In a 32-bit machine (word size is 32 bit), the clock frequency is 2GHz. We have a direct mapped cache with properties as follows:

- 1. Cache size is 32 Bytes;
- 2. Block size is 8 Bytes;
- 3. Cache hit time is 2 cycles;
- 4. Cache miss penalty is 100 cycles;

1-A. What is the width (in bits) of each field of following address bit assignment?

| TAG: 27 | Set index: 2 | Block offset: 3 |
|---------|--------------|-----------------|
|         |              |                 |

Please provide info about how you came to this result. (Answer 6pt + Analysis 4pt)

1–B. We will access the data of addresses as follows. Fill in the blanks. It is about T/I/O(tag/index/offset), whether there is a hit. (each line worth 1 pt.)
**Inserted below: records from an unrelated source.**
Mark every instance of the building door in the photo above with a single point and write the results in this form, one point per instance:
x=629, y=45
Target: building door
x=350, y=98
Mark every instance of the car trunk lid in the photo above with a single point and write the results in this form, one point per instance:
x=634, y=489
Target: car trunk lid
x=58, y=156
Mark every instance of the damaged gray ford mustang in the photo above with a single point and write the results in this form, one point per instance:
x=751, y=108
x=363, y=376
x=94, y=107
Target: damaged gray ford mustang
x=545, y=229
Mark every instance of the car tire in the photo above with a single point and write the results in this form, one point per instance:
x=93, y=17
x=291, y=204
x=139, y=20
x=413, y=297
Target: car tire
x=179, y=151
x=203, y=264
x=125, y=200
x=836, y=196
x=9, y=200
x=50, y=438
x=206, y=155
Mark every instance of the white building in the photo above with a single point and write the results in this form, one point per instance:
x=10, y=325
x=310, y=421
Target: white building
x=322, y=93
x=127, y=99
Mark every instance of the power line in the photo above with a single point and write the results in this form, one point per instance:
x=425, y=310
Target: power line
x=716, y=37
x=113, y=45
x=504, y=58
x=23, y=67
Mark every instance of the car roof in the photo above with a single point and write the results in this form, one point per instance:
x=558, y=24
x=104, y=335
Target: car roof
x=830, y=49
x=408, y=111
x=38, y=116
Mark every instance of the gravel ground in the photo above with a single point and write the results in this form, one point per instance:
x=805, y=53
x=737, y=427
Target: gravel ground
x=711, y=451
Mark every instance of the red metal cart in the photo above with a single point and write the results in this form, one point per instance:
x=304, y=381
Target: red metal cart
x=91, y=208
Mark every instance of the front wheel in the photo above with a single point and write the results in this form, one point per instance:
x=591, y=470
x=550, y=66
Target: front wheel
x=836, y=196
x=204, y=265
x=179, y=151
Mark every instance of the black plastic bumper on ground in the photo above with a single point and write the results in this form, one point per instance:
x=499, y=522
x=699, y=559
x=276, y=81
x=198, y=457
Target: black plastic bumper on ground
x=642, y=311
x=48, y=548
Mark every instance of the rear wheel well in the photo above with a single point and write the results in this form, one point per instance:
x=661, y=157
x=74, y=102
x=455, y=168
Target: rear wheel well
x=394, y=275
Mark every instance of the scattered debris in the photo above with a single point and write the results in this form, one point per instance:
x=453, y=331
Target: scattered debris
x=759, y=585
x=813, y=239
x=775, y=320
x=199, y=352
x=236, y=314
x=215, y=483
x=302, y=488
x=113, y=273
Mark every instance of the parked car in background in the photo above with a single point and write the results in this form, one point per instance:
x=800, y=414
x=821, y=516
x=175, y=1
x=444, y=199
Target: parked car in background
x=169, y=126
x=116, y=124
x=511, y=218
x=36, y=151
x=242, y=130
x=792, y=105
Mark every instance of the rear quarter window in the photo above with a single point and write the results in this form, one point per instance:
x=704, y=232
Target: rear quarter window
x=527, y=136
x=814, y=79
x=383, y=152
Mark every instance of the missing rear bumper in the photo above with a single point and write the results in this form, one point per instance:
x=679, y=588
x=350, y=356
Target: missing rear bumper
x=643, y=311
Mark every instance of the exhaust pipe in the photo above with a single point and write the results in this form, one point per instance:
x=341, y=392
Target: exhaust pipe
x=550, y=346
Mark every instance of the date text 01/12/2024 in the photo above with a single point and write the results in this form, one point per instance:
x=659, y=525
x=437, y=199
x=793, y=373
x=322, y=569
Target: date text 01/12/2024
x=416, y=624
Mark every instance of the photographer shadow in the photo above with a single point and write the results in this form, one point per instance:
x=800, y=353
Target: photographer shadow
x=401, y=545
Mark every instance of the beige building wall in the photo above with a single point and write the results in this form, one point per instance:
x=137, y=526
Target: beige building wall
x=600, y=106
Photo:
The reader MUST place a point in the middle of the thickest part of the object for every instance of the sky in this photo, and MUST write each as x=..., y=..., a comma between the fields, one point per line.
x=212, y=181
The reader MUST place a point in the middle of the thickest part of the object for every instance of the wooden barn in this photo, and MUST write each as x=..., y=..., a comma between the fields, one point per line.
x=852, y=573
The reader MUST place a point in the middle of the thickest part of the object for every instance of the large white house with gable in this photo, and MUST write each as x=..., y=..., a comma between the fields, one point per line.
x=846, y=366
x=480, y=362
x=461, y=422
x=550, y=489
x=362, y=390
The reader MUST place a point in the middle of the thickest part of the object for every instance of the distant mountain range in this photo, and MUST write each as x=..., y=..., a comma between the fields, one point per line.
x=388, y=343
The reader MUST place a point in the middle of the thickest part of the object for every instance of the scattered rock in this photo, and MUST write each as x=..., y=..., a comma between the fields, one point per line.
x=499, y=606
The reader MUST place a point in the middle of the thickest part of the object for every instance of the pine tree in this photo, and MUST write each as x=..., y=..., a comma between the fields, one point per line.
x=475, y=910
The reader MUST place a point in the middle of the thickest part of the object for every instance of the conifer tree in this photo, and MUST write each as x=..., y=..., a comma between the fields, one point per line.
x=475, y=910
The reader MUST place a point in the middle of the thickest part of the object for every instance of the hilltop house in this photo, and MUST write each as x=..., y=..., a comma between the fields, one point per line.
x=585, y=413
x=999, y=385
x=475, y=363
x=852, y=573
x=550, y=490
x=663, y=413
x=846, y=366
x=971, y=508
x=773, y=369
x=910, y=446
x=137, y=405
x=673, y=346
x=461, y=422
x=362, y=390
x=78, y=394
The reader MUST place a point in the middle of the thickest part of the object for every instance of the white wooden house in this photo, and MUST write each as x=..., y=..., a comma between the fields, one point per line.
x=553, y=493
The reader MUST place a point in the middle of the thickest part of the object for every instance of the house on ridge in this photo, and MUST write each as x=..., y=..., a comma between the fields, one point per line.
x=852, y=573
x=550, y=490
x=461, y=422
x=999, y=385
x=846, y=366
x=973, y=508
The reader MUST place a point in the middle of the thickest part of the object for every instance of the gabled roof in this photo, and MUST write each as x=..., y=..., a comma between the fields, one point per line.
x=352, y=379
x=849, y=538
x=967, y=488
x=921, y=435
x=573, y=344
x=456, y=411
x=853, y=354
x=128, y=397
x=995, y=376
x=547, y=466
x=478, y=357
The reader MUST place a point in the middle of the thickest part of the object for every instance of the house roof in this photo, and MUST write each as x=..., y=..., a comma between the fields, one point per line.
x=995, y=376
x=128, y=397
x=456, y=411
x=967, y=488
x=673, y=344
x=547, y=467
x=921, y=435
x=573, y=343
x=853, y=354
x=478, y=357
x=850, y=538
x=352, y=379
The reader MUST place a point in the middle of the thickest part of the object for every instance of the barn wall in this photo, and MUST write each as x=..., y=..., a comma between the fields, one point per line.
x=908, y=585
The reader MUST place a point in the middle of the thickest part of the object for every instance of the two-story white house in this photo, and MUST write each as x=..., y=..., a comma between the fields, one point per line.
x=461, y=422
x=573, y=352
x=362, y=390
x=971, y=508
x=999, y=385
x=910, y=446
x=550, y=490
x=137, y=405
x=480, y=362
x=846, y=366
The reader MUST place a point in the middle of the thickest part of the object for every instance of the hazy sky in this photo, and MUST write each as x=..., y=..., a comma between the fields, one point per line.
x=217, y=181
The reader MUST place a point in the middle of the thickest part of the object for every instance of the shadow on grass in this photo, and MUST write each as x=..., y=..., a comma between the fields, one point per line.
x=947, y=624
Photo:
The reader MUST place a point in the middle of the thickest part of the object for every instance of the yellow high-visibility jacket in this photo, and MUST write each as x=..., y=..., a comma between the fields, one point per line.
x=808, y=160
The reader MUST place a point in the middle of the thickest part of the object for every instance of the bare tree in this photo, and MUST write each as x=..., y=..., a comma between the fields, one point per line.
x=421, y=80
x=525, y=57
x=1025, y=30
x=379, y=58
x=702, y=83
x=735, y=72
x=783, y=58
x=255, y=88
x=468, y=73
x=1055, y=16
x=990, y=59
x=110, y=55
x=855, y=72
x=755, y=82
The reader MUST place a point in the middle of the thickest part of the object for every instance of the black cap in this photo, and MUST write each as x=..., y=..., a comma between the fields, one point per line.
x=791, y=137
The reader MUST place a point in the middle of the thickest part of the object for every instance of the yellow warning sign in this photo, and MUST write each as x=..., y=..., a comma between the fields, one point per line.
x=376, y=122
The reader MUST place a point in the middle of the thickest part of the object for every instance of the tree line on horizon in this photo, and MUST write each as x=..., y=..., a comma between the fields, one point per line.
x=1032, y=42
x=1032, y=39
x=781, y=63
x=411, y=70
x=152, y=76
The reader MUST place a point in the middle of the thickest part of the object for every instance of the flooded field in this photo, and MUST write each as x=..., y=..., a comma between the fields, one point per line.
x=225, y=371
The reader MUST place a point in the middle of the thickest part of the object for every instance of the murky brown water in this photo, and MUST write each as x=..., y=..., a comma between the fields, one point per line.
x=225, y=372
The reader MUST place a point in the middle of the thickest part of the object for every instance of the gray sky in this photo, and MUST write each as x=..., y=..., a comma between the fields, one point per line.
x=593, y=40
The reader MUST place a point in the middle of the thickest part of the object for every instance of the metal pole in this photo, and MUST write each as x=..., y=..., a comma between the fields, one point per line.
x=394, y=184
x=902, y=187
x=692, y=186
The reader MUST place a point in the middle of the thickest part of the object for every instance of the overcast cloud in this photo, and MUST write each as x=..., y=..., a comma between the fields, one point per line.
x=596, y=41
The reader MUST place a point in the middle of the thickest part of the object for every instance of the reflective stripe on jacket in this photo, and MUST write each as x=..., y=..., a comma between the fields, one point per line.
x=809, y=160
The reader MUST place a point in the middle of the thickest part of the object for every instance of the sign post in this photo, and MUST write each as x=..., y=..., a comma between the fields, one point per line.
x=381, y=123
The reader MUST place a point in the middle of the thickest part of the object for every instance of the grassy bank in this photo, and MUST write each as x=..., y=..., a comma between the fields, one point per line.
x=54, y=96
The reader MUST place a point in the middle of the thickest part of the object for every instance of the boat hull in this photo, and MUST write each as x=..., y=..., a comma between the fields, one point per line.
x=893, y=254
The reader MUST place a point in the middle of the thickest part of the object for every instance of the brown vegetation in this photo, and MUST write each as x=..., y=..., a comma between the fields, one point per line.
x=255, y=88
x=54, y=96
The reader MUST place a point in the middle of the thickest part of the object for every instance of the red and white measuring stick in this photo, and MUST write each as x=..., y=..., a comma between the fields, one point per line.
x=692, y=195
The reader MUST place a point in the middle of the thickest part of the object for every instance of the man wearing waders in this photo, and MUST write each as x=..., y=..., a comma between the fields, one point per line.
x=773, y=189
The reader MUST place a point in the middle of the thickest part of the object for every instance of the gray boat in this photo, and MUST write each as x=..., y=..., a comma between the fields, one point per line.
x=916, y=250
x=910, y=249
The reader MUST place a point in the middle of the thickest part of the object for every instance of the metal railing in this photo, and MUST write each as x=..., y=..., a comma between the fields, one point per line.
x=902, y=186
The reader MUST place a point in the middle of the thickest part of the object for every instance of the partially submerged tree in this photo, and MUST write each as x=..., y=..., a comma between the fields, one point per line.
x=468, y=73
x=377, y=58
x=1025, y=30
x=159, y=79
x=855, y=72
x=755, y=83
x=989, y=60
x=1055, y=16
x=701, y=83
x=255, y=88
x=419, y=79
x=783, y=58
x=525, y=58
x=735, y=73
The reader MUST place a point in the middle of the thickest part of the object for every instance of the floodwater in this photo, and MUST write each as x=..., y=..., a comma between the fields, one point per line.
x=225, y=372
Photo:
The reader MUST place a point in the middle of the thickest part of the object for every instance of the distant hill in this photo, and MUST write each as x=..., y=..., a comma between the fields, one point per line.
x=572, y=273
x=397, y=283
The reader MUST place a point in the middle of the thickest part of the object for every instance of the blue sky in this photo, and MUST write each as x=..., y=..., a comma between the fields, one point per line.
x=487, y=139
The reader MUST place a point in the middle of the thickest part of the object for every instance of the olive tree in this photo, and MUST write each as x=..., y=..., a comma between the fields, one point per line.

| Addresses (serially access) | Т/I/О | Miss or Hit {"Miss", "Hit"} |
|-----------------------------|-------|-----------------------------|
|                             |       |                             |
| 0x0000004                   | 0/0/4 | Miss                        |
| 0x0000005                   | 0/0/5 | Hit                         |
| 0x0000068                   | 3/1/0 | Miss                        |
| 0x00000c8                   | 6/1/0 | Miss                        |
| 0x0000068                   | 3/1/0 | Miss                        |
| 0x00000dd                   | 6/3/5 | Miss                        |
| 0x0000045                   | 2/0/5 | Miss                        |
| 0x0000004                   | 0/0/4 | Miss                        |
| 0x00000c8                   | 6/1/0 | Miss                        |
| 0x0000004                   | 0/0/4 | Hit                         |

1–C. Calculations. (Show progress, worth 50% pts)

1-C-i: miss rate: (4 pt.)

#### 0.8

1-C-ii: AMAT (ns): (3 pt.)

1 + 0.8 \* 50 = 41 ns

1-C-iii: AMAT if we don't have this cache (ns): (3 pt.)

#### 50ns

## [30 points] Question Set 2. Four-Way Set Associative Cache

From Q1 (32bit machine, clock frequency is 2GHz), we implemented a four–way set associative cache. The parameters are shown as follows:

- 1. Cache size is 32 B;
- 2. Block size is 8 Bytes;
- 3. Cache hit time is 2 cycles;
- 4. Cache miss penalty is 100 cycles;

2–A. What the width of each field of following address bit assignment:

| TAG: 29 | Set index: 0 | Block offset: 3 |
|---------|--------------|-----------------|
|         |              |                 |

Give me the progress how you think about it. (Answer 6pt + Analysis 4pt)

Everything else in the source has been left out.